# Is there such a thing as a stupid NT?



## malachi.holden.3 (Jul 2, 2014)

There is definitely a stereotype of all NTs being smart, being called the analysts, being able to understand complex problems with intuitive thinking or thinking intuition.

But sometimes it is hard to separate stereotype from fact. Every authoritative piece of information I've read on the matter seems to label NTs as having a relatively high intelligence level, but it how could it be possible for NTs to be inherently smart?


----------



## HAL (May 10, 2014)

Yeah, young NTs, probably most-likely introverted ones, are likely to come across as annoyingly dumbfounded and muddled when asked to take on a new task, particularly if it involves any kind of quick-thinking or dexterity. This is because we learn from intuition, and so need to experience something before we become remotely adept at it. So young, inexperience NT kids may sometimes seem to be quite dumb.


----------



## in_finite_form (Jan 7, 2014)

malachi.holden.3 said:


> There is definitely a stereotype of all NTs being smart, being called the analysts, being able to understand complex problems with intuitive thinking or thinking intuition.
> 
> But sometimes it is hard to separate stereotype from fact. Every authoritative piece of information I've read on the matter seems to label NTs as having a relatively high intelligence level, but it how could it be possible for NTs to be inherently smart?


I honestly think that being smart isn't a result of being an NT, but rather that NT is a result of being smart.

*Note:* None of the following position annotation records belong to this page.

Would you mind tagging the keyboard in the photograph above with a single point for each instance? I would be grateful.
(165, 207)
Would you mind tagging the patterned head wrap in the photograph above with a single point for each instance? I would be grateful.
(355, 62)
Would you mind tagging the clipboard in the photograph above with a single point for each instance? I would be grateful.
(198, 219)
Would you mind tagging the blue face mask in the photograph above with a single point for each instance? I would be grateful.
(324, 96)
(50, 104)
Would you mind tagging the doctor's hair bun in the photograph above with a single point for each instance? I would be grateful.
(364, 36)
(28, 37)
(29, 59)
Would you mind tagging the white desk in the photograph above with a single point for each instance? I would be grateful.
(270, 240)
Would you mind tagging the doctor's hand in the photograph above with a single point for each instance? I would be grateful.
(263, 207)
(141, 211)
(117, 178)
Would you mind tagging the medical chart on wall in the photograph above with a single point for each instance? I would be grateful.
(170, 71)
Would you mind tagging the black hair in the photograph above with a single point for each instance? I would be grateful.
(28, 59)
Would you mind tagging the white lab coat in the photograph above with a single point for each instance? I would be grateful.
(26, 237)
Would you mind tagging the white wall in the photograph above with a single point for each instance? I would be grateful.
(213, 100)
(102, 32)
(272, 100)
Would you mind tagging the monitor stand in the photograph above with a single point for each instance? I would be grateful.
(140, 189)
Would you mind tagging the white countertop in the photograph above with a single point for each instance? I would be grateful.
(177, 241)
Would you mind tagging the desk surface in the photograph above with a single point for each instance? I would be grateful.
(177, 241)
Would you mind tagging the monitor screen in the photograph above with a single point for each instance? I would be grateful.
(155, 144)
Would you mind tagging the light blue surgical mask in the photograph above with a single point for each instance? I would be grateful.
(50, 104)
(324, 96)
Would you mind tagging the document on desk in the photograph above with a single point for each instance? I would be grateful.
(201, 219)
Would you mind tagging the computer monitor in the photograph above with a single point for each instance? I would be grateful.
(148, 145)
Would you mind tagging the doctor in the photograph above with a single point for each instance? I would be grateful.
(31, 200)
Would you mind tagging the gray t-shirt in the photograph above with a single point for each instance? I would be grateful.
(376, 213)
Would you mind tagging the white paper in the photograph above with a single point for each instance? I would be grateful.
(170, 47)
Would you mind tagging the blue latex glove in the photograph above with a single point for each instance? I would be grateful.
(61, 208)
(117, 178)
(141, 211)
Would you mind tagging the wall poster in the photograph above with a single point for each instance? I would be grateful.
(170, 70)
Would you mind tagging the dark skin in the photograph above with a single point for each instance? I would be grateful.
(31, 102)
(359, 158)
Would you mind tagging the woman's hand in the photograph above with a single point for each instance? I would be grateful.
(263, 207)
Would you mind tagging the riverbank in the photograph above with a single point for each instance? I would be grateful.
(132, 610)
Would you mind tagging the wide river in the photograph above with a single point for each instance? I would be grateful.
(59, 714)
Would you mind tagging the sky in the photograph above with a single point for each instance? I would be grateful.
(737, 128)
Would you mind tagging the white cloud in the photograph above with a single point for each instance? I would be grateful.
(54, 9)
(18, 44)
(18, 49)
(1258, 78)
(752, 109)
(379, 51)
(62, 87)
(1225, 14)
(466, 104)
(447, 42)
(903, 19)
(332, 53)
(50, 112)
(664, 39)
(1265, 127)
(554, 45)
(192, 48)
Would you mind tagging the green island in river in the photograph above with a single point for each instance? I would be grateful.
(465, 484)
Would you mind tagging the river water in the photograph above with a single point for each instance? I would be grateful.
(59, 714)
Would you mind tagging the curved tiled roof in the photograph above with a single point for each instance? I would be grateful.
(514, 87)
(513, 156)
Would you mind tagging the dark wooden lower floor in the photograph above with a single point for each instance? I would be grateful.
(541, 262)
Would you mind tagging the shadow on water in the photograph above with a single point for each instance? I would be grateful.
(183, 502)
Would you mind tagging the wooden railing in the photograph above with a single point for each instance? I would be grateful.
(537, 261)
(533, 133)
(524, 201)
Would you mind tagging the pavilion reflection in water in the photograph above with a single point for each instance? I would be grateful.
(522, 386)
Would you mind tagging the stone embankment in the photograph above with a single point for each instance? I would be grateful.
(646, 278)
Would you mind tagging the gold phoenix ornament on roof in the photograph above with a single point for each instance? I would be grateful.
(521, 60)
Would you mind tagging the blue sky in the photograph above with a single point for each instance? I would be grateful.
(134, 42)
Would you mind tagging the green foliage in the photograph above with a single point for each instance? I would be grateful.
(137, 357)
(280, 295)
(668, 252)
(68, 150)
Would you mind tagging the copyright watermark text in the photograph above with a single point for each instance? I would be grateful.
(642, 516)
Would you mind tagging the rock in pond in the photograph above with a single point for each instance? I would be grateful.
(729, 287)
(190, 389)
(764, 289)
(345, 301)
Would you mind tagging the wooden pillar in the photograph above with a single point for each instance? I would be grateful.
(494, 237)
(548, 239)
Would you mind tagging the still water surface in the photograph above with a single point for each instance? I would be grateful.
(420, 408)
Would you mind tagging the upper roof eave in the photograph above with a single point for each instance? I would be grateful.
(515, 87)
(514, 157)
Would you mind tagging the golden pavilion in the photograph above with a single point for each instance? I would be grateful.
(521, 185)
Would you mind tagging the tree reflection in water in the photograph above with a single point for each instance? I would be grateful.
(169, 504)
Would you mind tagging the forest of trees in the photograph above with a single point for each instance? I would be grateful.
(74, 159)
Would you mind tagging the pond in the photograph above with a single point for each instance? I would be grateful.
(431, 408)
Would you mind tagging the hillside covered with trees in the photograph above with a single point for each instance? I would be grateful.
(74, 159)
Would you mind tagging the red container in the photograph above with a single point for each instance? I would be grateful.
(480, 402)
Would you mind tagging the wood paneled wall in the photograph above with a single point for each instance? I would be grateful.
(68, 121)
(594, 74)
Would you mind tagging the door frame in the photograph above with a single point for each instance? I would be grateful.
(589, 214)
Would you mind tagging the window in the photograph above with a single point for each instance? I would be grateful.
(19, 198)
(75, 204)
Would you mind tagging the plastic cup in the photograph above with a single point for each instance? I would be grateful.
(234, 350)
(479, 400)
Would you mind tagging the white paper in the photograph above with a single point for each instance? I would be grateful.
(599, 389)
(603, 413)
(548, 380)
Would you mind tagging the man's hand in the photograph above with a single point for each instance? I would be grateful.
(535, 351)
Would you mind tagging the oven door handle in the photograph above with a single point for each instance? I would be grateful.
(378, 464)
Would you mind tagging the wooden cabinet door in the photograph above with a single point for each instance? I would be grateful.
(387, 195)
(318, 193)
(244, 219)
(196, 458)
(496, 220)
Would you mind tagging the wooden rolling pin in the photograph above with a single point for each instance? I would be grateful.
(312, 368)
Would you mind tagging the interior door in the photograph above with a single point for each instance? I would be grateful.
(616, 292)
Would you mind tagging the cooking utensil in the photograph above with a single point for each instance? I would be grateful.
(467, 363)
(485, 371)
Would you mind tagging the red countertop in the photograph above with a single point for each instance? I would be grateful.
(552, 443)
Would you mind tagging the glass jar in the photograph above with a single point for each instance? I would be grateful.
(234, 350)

So if somebody is possessed of a higher intellect, then it would be more likely that they're personality would reflect that, and through the MBTI since the four NT types are said to be intellectual, the bias would make sense. 

I basically think that smart people have a very different personality than people that aren't smart. And since having a high intelligence doesn't seem to be a common trait among **** sapiens, it would also make sense as to why the NT types, especially the INTP and ENTP, are the rarer types. (Correct me on that rarity thing if I'm wrong, I'm just going off the top of my head)

Edit: Because you know, it seems like the only difference between the ENTP and the INTP is that one is an introverted genius and the other is an extroverted genius.


----------



## Dralud (Jan 5, 2011)

Stupidity is Human


----------



## Diophantine (Nov 24, 2011)

HAL said:


> Yeah, young NTs, probably most-likely introverted ones, are likely to come across as annoyingly dumbfounded and muddled when asked to take on a new task, particularly if it involves any kind of quick-thinking or dexterity. This is because we learn from intuition, and so need to experience something before we become remotely adept at it. So young, inexperience NT kids may sometimes seem to be quite dumb.


Hold on, I thought experiencing something was more of an S thing. I thought the stereotype was that NT just needed to know "theoretically" how something works to apply it and understand it. It is the sensory types that need to actually experience it.


----------



## HAL (May 10, 2014)

Diophantine said:


> Hold on, I thought experiencing something was more of an S thing. I thought the stereotype was that NT just needed to know "theoretically" how something works to apply it and understand it. It is the sensory types that need to actually experience it.


Hmmm. The problem is that real life never even remotely matches up to the theory. I could tell you exactly how hard to hit a golf ball, and at what angle, to get a hole in one, but you'll never be able to master it until you've tried for yourself a few thousand times!

Also I did say _young_ NTs, who are yet to have any real theoretical basis for much of the stuff they may be plunged into. I think sensing types just make do with what's put in front of them, whereas NTs would have a meltdown because there isn't anything in their memory banks to tell them what to do.


----------



## Tzara (Dec 21, 2013)

Sure NTs can be stupid Although the amount of stupid NTs is relatively less than other types.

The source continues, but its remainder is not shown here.